Plaintiffs allege that they would not have purchased the Vehicle had they known
of the alleged defects.
Plaintiffs
filed this action on November 15, 2024, raising claims for (1) violation of
Civil Code, section 1793.2, subd. (d) (against FCA only); (2) violation of
Civil Code, section 1793.2, subd. (b) (against FCA only); (3) violation of
Civil Code, section 1793.2 (against FCA only); (4) breach of the implied
warranty of merchantability (against FCA only); (5) negligent repair (against
Huntington); and (6) fraudulent concealment (against FCA only).
On
January 21, 2025, FCA demurred to the Complaint.
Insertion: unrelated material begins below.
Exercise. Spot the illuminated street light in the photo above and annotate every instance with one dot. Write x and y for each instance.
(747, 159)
Plaintiff filed an opposition
and FCA filed a reply.
“[T]he elements of an action for fraud and deceit based on
concealment are: (1) the defendant must have concealed or suppressed a material
fact, (2) the defendant must have been under a duty to disclose the fact to the
plaintiff, (3) the defendant must have intentionally concealed or suppressed
the fact with the intent to defraud the plaintiff, (4) the plaintiff must have
been unaware of the fact and would not have acted as he did if he had known of
the concealed or suppressed fact, and (5) as a result of the concealment or
suppression of the fact, the plaintiff must have sustained damage.” (Lovejoy
v. AT&T Corp. (2004) 119 Cal.App.4th 151, 157–158.)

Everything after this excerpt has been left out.